Apontada como a “cidade da bioética”, foi em Coimbra que o encontro juntou perto de cinquenta participantes. A moderação do primeiro painel foi da responsabilidade de Rita Tinoco da Fundação Grunhental.
Há possibilidade de medir a dor?
A definição da dor, a medição, a humanização e tratamento foram os temas quentes do primeiro painel “Fitando a dor”. No arranque da sessão, moderada por Rita Tinoco, da Fundação Grunenthal, Pedro Ferreira da Faculdade de Economia da Universidade de Coimbra (FEUC), começou por definir a dor como uma “experiência subjetiva, sensorial e emocional desagradável”, a qual está “associada a danos reais ou potenciais em tecidos”.
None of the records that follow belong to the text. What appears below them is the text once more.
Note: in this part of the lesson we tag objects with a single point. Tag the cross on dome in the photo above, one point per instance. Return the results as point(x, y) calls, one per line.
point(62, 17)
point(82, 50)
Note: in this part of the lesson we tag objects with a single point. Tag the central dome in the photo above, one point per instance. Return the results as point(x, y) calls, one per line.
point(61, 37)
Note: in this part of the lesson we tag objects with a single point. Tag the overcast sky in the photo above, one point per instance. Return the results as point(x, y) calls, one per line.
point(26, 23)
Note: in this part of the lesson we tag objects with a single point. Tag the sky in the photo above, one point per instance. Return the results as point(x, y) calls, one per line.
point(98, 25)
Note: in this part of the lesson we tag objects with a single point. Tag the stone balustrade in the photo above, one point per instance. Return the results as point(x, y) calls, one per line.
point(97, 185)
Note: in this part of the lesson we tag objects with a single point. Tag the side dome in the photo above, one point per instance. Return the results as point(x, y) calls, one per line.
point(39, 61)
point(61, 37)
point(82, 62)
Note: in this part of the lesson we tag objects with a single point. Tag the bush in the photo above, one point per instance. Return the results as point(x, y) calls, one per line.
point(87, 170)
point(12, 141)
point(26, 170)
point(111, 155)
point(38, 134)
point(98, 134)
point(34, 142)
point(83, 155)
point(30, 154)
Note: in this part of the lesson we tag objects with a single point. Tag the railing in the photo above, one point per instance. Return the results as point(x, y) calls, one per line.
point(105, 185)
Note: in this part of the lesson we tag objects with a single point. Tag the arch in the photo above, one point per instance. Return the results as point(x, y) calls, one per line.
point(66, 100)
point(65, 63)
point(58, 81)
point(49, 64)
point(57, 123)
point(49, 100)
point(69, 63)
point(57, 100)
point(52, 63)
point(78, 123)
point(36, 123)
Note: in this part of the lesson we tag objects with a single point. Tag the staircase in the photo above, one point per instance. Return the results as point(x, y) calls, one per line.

O professor catedrático frisou que “é possível medir a dor”, destacando algumas estratégias utilizadas em contexto clínico. Entre as várias escalas (escala visual analógica, escala numérica de avaliação e escala de categorias verbais/visuais), através das quais os doentes são questionados sobre a intensidade, frequência, duração e localização da dor.
Segundo Pedro Ferreira, ao longo dos anos os instrumentos de avaliação da dor foram sendo adaptados às diferentes faixas etárias, às diferentes partes do corpo e ao estado de saúde dos doentes (existindo escalas próprias para os doentes em unidades de cuidados paliativos). Na sua intervenção, o especialista fez questão de mencionar alguns dos questionários validados em Portugal – os únicos que devem ser utilizados – para medir e avaliar o impacto da dor na qualidade de vida dos doentes (RMQ, S6IQ, ICOAP-Hip, ICOAP-Knee, HIT-6 e PIQ-6).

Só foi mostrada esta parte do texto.